Personal information
- Full name: John Small
- Date of birth: 29 October 1889
- Place of birth: South Bank, Middlesbrough, England
- Date of death: 9 December 1946 (aged 57)
- Height: 5 ft 10 in (1.78 m)
- Position(s): Half-back

Youth career
- South Bank North End

Senior career*
- Years: Team / Apps / (Gls)
- –: Craghead United
- 1912–1913: Sunderland / 1 / (0)
- 1913–1915: Southampton / 47 / (2)
- 1919–1920: Thornycrofts
- 1920: Mid Rhondda

= Jack Small (footballer) =

English footballer (1889–1946)

Jack Small (29 October 1889 – 9 December 1946) was an English professional footballer who played at wing-half either side of the First World War.

==Football career==
Small was born at South Bank, Middlesbrough and attended St. Peter's School, South Bank. He started his football career with Craghead United, playing in the Chester-le-Street & District League, before joining Sunderland of the Football League First Division in August 1912.

Small spent most of his time at Roker Park in the reserves and his only first-team appearance for Sunderland came in a 3–1 victory at Manchester United on 15 March 1913.

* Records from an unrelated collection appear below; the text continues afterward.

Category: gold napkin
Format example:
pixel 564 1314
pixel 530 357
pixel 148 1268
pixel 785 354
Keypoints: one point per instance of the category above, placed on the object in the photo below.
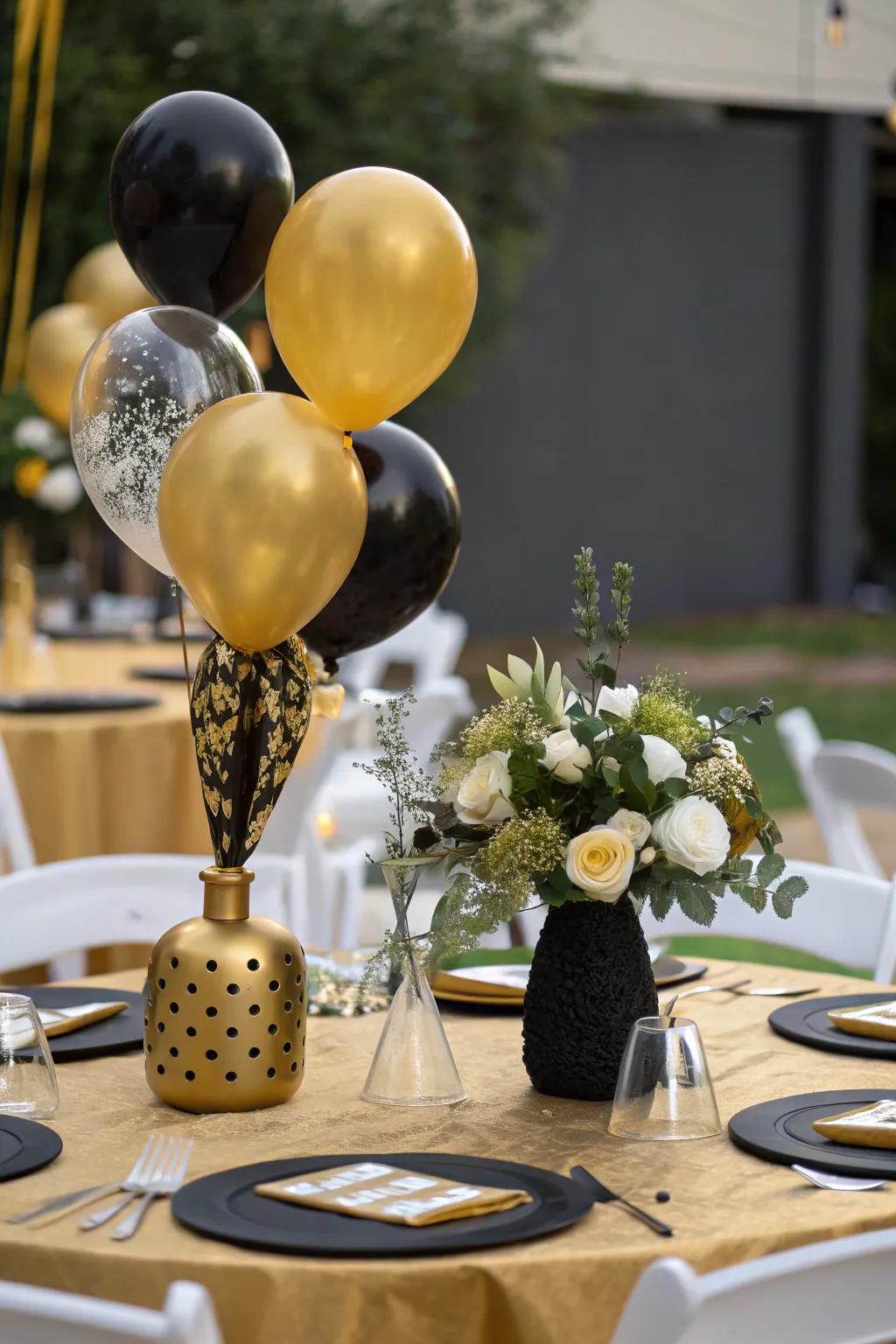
pixel 391 1195
pixel 868 1126
pixel 866 1020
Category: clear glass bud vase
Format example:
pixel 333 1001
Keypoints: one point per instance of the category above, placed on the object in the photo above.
pixel 413 1065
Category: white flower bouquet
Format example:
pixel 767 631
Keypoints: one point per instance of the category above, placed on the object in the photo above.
pixel 559 794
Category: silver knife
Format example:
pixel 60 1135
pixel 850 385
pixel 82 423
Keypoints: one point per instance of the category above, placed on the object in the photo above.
pixel 602 1195
pixel 63 1201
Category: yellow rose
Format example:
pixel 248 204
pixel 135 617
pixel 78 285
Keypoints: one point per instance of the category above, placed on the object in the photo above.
pixel 29 474
pixel 601 862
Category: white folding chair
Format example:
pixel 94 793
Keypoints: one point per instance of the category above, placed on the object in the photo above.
pixel 431 646
pixel 60 907
pixel 837 1292
pixel 835 809
pixel 14 828
pixel 45 1316
pixel 844 917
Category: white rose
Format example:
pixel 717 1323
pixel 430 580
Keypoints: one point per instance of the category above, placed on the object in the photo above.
pixel 662 760
pixel 601 862
pixel 482 796
pixel 621 701
pixel 633 824
pixel 60 491
pixel 693 834
pixel 564 757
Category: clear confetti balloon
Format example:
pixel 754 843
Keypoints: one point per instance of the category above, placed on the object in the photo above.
pixel 140 386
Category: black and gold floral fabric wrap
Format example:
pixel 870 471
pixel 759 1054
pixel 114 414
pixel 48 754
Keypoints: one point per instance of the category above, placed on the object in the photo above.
pixel 250 712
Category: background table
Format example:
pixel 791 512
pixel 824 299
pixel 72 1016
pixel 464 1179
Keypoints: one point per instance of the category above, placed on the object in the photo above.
pixel 725 1206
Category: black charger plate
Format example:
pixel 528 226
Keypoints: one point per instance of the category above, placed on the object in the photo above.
pixel 25 1146
pixel 110 1037
pixel 806 1022
pixel 225 1208
pixel 782 1132
pixel 72 702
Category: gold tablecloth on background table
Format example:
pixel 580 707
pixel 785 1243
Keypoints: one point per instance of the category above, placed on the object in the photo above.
pixel 725 1206
pixel 116 781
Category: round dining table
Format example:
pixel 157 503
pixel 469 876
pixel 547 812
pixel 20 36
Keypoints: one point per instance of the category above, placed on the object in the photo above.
pixel 725 1206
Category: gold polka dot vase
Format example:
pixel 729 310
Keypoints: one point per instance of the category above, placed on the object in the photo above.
pixel 226 1005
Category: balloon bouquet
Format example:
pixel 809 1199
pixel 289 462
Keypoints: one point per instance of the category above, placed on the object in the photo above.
pixel 258 504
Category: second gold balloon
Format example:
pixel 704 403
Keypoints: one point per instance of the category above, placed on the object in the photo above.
pixel 262 509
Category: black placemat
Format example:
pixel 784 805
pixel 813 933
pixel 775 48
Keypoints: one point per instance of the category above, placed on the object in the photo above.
pixel 161 674
pixel 72 702
pixel 110 1037
pixel 782 1132
pixel 806 1022
pixel 225 1208
pixel 25 1146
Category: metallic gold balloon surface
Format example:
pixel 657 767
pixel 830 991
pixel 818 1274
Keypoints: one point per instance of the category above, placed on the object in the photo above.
pixel 369 288
pixel 57 344
pixel 103 281
pixel 262 512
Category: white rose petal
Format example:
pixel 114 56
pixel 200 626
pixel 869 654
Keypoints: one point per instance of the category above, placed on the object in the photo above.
pixel 484 794
pixel 693 834
pixel 564 757
pixel 662 760
pixel 633 824
pixel 620 701
pixel 60 491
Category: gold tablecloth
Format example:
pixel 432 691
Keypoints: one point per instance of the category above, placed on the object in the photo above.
pixel 725 1206
pixel 116 781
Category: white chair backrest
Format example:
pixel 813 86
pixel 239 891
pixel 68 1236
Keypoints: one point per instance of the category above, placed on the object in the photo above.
pixel 14 828
pixel 835 1293
pixel 431 646
pixel 858 773
pixel 43 1316
pixel 836 816
pixel 844 917
pixel 60 907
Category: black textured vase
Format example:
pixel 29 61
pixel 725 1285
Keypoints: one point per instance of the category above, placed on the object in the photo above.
pixel 592 978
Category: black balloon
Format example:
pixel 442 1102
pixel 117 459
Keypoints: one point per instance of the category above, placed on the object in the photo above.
pixel 199 187
pixel 410 546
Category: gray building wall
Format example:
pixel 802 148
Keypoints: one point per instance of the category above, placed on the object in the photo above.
pixel 654 396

In August 1913, he moved to the south coast to join Southampton of the Southern League. He made his debut for the "Saints" in the opening match of the 1913–14 season, a 1–0 defeat at Brighton. Small soon became a popular player at The Dell who was "admired not only by the crowd but also by his colleagues". He was "the sort of player whose influence on team spirit was always positive (who) relished a challenge and his sturdy half-back play was an inspiration".

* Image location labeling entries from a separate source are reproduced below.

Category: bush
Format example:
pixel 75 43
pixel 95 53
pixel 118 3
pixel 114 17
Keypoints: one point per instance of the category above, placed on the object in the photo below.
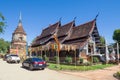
pixel 68 59
pixel 81 60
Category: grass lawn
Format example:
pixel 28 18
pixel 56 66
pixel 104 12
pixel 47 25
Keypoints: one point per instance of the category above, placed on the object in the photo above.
pixel 77 68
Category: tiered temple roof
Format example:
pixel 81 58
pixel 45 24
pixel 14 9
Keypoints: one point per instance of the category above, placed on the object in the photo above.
pixel 69 33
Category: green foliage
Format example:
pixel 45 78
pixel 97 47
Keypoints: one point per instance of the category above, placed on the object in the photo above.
pixel 117 75
pixel 116 35
pixel 4 46
pixel 68 59
pixel 78 68
pixel 2 23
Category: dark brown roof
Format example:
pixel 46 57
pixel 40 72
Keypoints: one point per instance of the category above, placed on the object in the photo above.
pixel 82 30
pixel 50 30
pixel 63 30
pixel 19 29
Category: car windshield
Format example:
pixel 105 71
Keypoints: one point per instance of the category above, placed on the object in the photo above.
pixel 36 59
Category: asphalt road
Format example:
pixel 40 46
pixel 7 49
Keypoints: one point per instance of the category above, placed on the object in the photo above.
pixel 16 72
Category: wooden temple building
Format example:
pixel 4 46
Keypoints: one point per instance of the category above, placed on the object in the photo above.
pixel 69 40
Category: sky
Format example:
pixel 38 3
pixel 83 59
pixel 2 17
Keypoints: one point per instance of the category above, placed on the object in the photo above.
pixel 39 14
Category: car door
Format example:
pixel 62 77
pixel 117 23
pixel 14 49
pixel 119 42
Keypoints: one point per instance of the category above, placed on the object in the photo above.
pixel 26 62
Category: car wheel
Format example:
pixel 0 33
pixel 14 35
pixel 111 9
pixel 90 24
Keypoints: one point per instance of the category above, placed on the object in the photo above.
pixel 42 68
pixel 7 61
pixel 18 61
pixel 31 67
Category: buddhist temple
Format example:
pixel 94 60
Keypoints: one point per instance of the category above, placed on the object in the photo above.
pixel 76 41
pixel 18 43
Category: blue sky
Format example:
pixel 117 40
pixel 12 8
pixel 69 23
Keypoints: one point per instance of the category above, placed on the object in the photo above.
pixel 38 14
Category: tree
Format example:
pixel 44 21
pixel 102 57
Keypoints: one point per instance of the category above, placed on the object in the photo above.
pixel 2 23
pixel 116 35
pixel 102 40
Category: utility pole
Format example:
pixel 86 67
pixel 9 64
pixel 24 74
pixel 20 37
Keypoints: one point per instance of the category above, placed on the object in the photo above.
pixel 58 49
pixel 118 52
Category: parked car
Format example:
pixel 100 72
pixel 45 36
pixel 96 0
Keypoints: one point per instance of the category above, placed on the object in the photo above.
pixel 34 63
pixel 5 57
pixel 100 57
pixel 13 58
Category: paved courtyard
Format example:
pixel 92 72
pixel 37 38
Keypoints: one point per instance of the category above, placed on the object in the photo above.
pixel 15 72
pixel 103 74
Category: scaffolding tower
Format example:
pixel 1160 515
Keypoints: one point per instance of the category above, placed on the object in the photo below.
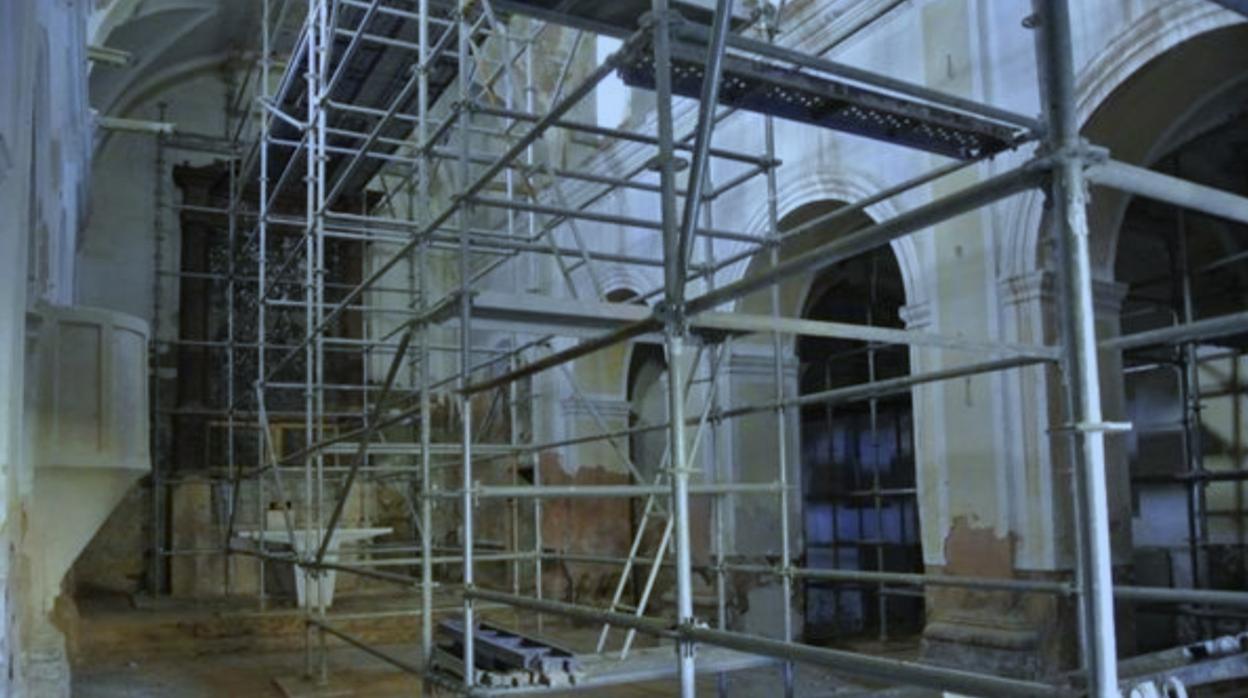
pixel 436 103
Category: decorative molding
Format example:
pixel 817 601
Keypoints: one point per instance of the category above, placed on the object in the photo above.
pixel 604 406
pixel 1026 287
pixel 1151 35
pixel 759 365
pixel 917 316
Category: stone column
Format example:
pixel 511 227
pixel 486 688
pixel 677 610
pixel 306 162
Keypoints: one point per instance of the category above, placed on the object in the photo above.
pixel 1023 634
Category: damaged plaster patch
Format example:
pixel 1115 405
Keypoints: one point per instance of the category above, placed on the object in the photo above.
pixel 977 551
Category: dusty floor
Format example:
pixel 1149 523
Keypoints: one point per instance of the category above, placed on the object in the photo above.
pixel 174 651
pixel 360 676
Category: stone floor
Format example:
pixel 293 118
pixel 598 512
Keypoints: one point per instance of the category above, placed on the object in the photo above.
pixel 232 649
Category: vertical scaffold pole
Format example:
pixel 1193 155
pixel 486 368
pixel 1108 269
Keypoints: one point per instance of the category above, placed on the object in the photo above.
pixel 261 281
pixel 423 299
pixel 675 335
pixel 1068 202
pixel 464 115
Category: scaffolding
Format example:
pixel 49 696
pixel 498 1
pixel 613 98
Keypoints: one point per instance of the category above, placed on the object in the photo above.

He retained his place at right-half for the first twelve matches of the season until, after a run of four defeats, he lost his place to John Denby. Small returned to the side in February replacing George Hadley and kept his place for the rest of the season. Small started the following season at right-half until November when he moved to right-back to replace George Green until Green's return in March. By the end of the season, England was at war and normal football was suspended. Small played in six wartime fixtures, until joining the R.A.M.C. at the end of 1915.

==Later career==
Small spent sixteen months serving with the R.A.M.C. in Salonika before injuries caused him to be invalided back to Southampton, where he suffered a serious bout of malaria.

After the war, he was a member of the Thornycrofts team which took First Division Burnley to a replay in the FA Cup first round, where they were defeated 5–0 after a scoreless draw at The Dell.

He then spent a few months back in the Southern League with Mid Rhondda, before retiring from professional football in December 1920 and taking up employment with Harland & Wolff. He later joined the Merchant navy.